Au CPCT, lors de l’accueil d’un sujet, la fin est mise avant le début : le sujet sait que le nombre de séances va être limité. Ceci est conforme à la psychanalyse d’orientation lacanienne qui annonce qu’une analyse a une fin. C’est la fin de l’analyse, avec l’équivoque de ce terme, qui crée une orientation. Cela crée une limite dont on peut se servir comme point d’appui. Pour certains sujets, c’est même une condition nécessaire.

Qu’il ait une fin n’empêche pas que le discours analytique se spécifie du fait de suspendre toute utilité directe et de ne pas vouloir le bien du sujet. Pour beaucoup de sujets, rencontrer le discours analytique est une expérience inédite. Il est d’autant plus surprenant de constater combien la plupart d’entre eux s’en saisissent rapidement et en font un usage qui leur est propre. Notre question pourrait être : comment vont-ils pouvoir se servir de nous ? Il peut arriver qu’ils s’en serrent, avec deux airs de rien [1].

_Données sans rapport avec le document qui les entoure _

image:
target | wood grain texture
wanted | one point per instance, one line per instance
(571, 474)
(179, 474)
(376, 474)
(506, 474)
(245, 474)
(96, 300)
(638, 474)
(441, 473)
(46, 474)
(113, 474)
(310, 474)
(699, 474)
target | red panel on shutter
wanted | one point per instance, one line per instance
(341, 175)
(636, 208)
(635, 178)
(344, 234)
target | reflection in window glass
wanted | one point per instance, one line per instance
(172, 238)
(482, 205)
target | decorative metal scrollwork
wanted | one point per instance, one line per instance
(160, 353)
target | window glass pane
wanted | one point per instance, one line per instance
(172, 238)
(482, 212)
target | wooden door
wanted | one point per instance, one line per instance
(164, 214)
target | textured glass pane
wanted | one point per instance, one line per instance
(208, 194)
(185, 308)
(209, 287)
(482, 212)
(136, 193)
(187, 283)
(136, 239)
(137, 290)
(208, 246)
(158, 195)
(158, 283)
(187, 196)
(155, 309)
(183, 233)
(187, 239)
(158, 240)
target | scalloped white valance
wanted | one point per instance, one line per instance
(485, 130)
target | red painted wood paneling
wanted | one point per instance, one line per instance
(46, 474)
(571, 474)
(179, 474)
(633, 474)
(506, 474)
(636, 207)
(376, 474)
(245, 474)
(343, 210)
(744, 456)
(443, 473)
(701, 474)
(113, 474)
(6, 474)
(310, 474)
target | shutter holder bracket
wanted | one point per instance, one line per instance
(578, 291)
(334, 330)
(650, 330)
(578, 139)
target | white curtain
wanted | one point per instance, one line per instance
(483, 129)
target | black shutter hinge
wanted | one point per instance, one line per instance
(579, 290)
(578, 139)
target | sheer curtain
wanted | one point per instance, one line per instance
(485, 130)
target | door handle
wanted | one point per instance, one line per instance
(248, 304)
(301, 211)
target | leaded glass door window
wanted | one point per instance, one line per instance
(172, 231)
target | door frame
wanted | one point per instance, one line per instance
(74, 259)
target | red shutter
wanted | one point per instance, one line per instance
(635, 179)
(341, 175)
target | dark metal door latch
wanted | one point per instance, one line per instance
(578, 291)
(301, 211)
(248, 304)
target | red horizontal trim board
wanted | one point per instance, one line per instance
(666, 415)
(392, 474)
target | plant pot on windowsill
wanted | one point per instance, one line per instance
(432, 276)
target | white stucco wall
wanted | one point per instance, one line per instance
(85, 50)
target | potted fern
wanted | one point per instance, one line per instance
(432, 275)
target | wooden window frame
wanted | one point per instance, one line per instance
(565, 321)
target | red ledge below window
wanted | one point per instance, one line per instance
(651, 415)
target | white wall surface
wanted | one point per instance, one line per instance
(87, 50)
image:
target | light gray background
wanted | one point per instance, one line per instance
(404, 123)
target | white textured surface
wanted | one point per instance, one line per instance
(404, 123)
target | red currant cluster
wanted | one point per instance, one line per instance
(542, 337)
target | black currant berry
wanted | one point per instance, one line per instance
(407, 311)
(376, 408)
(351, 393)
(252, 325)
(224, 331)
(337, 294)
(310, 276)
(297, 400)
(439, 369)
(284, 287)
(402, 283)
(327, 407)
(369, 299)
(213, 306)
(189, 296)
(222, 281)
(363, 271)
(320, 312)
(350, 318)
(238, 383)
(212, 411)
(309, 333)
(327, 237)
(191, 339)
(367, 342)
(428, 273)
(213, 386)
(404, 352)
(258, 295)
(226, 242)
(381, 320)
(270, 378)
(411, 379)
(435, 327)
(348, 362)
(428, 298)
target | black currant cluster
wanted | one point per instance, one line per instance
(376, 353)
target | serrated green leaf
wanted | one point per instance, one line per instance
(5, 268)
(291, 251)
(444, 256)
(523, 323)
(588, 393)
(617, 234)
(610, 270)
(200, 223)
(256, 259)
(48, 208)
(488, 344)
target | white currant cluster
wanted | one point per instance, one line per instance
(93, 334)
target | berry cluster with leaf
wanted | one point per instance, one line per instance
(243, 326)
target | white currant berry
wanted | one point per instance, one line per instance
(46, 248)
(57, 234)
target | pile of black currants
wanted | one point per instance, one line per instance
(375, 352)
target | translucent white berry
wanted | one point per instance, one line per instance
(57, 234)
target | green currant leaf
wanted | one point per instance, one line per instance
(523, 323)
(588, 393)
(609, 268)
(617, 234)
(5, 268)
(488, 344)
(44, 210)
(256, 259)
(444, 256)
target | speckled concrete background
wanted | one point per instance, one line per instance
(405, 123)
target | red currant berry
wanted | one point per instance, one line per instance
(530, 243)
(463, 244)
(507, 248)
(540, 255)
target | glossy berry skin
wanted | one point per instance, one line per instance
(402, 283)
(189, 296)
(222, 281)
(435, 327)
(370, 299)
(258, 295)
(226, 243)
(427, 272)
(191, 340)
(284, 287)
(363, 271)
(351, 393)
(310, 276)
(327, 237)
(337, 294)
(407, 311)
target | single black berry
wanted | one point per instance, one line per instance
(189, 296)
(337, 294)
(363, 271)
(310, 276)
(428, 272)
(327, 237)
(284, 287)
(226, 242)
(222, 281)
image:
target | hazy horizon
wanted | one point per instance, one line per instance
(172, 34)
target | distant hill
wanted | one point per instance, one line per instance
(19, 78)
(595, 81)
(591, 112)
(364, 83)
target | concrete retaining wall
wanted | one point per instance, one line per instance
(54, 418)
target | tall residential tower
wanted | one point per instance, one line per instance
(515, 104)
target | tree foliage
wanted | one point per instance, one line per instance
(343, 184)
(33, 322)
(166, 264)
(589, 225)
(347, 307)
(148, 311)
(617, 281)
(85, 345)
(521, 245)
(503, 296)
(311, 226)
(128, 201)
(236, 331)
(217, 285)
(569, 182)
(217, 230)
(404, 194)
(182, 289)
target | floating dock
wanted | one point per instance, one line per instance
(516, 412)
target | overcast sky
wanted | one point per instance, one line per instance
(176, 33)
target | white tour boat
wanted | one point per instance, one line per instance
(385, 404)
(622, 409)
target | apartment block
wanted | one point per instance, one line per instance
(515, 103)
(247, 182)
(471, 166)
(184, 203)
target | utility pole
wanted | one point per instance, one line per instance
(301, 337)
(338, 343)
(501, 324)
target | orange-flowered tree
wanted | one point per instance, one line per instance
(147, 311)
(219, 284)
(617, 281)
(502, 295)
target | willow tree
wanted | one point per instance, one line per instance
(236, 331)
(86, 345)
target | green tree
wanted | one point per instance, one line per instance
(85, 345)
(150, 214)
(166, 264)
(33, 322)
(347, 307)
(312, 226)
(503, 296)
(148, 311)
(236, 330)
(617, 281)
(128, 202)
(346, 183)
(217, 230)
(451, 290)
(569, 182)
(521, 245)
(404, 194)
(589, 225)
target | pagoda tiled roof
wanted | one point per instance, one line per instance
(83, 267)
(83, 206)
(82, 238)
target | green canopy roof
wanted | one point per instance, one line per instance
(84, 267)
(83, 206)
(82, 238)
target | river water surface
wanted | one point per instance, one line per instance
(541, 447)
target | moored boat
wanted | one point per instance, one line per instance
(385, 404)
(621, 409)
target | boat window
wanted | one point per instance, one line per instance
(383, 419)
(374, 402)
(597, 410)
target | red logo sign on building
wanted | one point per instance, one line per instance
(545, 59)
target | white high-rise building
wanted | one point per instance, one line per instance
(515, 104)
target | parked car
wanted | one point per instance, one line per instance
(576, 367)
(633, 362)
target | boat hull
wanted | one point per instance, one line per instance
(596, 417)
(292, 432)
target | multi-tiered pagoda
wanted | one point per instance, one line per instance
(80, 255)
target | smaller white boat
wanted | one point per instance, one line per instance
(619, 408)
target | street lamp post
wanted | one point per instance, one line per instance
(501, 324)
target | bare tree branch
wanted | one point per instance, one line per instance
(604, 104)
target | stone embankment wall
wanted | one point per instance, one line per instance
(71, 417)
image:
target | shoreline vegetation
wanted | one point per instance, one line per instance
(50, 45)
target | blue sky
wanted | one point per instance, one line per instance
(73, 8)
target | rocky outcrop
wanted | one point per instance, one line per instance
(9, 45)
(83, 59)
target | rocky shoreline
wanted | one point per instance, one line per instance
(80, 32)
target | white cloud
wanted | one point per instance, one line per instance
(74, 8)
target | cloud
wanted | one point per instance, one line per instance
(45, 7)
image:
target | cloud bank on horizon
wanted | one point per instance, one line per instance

Pourtant, rencontrer un interlocuteur qui ne vous veut rien ne suffit pas. C’est le fait que ce soit un interlocuteur qui ait du répondant, y compris par son silence, qui crée la possibilité d’une rencontre qui produise des effets. En somme, c’est la rencontre d’un désir, qui ne soit pas un désir thérapeutique, qui permet au sujet d’améliorer sa position. C’est parce qu’on ne lui veut rien qu’il peut, lui, éventuellement, vouloir quelque chose de nouveau. C’est par l’offre d’une place vide que le praticien crée la demande qui n’est pas forcément là au début, mais peut l’être dans un effet d’après-coup.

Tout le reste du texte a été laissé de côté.